Soaring housing costs in metros drive buyers to move to the exurbs

Builders search for land in remote areas due to shortage of affordable lots in the city

Soaring housing costs in metros drive buyers to move to the exurbs

Single-family activity in exurbs – remote areas outside of large metro areas – has shown growth in the first quarter of 2019.

Exurbs saw a 1.6% increase on a year-over-year basis in single-family permits in Q1 2019, according to the National Association of Home Builders (NAHB) Home Building Geography Index (HBGI). But even with the surge of activity, exurbs only make up 9% of single-family construction nationally.

“The HBGI is another indicator finding that housing affordability is a root cause of soft single-family permit issuance nationwide,” said NAHB Chairman Greg Ugalde. “A shortage of buildable and affordable lots is forcing builders to increasingly look further outside of suburban and metropolitan areas to find cheaper land that provides more building opportunities.”

Multifamily activity also grew in exurbs and other outlying areas but dropped in small and large metropolitan areas, suggesting that housing costs are skyrocketing in large metro suburban counties.
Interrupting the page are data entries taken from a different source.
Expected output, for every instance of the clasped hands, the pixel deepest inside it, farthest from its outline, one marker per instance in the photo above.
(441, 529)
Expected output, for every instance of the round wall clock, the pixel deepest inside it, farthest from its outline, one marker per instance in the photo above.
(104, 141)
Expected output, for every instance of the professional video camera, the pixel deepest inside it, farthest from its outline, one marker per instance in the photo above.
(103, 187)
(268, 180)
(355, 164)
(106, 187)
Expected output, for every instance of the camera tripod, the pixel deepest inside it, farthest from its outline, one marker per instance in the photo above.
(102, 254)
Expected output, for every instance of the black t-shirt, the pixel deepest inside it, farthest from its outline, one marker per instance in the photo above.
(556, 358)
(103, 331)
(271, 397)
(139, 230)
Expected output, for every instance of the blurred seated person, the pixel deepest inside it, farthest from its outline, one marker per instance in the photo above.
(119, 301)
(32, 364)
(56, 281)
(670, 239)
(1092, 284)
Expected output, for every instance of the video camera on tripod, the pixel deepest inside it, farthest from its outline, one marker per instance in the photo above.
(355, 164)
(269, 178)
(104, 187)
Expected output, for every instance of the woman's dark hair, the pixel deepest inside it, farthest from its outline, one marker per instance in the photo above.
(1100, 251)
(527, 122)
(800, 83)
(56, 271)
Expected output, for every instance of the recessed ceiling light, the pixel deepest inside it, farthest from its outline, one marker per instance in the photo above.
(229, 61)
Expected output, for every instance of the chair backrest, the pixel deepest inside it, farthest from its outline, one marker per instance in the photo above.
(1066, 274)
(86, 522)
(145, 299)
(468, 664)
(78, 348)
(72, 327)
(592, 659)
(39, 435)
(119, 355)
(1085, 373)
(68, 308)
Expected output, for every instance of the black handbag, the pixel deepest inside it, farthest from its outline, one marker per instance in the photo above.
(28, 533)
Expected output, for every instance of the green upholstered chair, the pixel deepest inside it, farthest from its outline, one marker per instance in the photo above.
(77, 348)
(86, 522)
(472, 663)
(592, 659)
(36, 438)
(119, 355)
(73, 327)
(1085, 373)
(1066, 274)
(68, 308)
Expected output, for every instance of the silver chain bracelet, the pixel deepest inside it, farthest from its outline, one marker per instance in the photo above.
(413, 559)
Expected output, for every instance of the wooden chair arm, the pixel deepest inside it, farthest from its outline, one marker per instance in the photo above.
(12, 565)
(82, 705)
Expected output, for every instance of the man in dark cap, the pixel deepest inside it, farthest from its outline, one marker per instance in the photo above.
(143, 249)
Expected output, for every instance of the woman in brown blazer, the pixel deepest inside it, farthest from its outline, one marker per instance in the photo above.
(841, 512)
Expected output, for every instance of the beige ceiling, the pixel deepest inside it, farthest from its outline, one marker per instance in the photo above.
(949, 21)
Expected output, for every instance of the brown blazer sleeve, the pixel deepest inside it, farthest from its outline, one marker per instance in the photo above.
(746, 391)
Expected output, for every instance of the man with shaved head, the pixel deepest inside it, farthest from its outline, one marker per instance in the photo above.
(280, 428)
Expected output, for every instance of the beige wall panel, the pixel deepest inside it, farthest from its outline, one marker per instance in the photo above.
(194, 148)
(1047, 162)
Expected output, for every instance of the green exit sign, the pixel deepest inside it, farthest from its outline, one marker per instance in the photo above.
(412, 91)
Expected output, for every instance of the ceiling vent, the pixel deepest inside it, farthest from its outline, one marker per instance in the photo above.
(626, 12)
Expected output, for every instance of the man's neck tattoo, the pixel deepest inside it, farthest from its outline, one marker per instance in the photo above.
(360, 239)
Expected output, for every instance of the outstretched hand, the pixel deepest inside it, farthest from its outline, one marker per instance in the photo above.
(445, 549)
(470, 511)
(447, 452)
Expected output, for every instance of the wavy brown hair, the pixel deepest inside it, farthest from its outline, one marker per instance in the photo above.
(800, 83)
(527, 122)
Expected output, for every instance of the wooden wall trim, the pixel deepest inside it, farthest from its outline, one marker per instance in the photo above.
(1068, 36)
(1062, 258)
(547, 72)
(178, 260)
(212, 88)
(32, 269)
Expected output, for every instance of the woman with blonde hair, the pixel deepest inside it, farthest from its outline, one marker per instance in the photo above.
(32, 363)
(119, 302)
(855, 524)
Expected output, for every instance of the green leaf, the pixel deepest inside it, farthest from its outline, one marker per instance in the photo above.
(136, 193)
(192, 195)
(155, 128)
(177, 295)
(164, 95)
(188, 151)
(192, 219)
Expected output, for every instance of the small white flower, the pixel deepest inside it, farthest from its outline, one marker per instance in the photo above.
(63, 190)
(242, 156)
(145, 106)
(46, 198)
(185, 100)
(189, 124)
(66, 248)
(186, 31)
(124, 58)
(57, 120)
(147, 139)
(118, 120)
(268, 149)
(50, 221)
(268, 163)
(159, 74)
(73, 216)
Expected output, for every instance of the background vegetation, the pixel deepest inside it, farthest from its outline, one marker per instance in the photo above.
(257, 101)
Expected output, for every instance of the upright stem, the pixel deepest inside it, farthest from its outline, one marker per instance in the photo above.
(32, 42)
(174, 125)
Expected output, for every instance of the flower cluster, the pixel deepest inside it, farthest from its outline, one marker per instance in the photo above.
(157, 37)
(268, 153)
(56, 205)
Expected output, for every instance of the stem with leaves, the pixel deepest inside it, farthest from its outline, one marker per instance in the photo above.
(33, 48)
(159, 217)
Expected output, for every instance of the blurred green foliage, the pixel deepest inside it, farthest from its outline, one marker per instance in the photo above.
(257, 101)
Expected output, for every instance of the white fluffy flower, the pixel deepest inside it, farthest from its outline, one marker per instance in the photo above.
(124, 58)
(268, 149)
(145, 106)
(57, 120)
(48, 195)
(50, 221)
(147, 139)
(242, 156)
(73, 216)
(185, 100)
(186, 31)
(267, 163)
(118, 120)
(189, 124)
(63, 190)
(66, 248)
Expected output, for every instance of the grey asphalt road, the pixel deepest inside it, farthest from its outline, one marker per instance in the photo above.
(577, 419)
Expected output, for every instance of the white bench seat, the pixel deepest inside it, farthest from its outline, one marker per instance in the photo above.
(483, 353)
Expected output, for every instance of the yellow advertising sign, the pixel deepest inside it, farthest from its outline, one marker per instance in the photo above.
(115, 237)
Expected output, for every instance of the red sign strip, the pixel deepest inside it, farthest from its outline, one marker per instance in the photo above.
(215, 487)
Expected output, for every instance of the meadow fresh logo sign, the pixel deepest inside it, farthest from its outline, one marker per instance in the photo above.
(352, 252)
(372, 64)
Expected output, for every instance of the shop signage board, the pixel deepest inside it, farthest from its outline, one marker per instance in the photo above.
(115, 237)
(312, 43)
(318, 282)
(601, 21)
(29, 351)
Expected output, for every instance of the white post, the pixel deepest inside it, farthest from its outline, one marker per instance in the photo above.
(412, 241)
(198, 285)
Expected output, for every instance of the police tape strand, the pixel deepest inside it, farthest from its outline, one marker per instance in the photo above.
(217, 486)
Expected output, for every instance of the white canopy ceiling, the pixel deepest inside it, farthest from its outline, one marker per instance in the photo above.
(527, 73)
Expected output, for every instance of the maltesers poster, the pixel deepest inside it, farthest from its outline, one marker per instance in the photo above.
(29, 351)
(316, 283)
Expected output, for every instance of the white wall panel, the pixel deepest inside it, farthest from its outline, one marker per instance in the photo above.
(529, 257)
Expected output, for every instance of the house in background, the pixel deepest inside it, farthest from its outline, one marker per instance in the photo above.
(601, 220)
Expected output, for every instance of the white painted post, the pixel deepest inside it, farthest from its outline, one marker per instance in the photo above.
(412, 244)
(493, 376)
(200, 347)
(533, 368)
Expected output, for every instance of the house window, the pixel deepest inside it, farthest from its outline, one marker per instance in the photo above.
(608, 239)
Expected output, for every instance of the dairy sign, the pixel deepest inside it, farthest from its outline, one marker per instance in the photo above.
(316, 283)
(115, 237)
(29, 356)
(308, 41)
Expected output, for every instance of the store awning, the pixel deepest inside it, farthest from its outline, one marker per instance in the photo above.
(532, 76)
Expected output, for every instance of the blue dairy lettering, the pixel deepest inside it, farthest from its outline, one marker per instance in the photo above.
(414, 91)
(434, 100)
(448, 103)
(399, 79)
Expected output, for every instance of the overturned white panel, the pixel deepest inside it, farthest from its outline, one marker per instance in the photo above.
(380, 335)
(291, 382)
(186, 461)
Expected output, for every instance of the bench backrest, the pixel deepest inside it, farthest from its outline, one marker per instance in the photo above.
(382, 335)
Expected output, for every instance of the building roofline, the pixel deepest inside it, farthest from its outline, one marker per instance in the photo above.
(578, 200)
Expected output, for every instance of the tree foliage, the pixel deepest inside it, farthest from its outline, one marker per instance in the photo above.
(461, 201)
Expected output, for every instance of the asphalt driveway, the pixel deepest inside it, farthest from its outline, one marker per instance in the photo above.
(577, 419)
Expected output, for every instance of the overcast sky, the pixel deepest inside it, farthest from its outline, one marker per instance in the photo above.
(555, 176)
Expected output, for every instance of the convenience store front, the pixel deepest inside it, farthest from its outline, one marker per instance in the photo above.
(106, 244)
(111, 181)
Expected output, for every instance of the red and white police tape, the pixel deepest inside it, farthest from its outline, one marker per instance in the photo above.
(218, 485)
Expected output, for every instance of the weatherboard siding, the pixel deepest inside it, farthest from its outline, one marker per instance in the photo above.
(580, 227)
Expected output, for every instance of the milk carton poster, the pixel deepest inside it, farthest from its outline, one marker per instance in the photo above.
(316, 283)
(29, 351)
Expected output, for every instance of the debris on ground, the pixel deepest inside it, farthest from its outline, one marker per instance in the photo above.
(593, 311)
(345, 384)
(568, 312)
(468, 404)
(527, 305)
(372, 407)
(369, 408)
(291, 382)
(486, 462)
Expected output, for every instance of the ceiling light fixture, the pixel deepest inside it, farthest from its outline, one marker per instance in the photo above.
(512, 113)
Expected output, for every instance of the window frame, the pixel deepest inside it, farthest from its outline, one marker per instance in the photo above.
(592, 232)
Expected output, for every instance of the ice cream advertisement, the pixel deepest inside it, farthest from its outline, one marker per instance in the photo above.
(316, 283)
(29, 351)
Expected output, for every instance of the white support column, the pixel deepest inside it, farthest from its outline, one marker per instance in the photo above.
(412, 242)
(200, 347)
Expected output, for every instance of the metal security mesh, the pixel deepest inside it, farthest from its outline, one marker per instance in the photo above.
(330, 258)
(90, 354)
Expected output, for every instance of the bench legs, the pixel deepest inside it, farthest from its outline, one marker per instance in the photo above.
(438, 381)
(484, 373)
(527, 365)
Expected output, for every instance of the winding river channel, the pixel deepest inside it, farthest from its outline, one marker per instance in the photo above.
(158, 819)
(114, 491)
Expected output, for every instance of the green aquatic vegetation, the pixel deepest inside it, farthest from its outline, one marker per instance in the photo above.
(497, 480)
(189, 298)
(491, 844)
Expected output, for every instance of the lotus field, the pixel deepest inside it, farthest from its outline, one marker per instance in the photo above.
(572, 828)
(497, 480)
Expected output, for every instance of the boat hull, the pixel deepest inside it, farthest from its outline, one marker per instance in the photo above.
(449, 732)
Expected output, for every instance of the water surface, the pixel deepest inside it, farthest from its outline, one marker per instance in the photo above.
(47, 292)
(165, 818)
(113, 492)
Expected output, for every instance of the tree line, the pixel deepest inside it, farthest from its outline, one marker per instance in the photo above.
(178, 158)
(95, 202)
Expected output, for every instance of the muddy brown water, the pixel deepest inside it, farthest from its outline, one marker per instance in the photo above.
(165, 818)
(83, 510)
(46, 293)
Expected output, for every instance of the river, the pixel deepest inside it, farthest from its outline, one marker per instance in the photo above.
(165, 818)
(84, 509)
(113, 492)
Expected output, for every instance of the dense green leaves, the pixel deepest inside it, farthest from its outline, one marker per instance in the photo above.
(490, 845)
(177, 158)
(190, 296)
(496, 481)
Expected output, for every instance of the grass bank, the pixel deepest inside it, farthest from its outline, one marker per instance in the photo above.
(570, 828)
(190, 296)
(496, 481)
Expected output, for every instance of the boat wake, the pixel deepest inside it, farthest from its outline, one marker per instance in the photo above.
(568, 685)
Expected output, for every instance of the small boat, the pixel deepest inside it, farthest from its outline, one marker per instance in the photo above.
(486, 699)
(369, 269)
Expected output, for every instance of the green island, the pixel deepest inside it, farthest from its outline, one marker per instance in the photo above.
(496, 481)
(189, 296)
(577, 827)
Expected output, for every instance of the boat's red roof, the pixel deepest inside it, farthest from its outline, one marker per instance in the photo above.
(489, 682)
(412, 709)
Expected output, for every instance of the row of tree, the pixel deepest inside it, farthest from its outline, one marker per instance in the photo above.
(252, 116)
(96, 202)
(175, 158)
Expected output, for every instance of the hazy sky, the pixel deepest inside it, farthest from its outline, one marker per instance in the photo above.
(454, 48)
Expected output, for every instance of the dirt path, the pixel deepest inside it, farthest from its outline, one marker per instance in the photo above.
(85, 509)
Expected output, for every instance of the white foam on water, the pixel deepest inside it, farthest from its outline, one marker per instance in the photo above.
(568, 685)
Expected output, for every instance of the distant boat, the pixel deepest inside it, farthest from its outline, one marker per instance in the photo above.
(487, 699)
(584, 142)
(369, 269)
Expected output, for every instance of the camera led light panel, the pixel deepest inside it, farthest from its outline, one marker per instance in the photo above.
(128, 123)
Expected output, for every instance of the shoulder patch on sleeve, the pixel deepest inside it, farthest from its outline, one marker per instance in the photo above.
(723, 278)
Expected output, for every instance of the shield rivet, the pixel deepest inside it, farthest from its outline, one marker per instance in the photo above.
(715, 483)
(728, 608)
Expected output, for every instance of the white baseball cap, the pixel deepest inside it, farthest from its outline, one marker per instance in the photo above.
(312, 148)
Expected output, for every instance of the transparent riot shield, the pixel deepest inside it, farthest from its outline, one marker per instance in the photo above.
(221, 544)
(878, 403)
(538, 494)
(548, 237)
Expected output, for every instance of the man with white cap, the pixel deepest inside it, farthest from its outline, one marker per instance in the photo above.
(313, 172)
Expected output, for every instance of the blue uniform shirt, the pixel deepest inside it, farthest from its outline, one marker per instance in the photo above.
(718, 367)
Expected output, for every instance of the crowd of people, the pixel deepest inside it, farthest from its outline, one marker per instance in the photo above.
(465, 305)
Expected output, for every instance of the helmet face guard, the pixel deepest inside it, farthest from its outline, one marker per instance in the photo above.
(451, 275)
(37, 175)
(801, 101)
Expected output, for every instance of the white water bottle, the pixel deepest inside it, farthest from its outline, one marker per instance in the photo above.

“The HBGI data is consistent with the fact that housing costs are increasing fastest in large metro suburban counties and smaller metro areas with populations under 1 million where demand for housing is high, but supply constraints are tight,” NAHB Chief Economist Robert Dietz said. “Supply-side issues that are hurting affordability and raising costs for builders include excessive regulations, labor shortages, rising material costs, and a dearth of buildable lots in mid- to high-population centers.”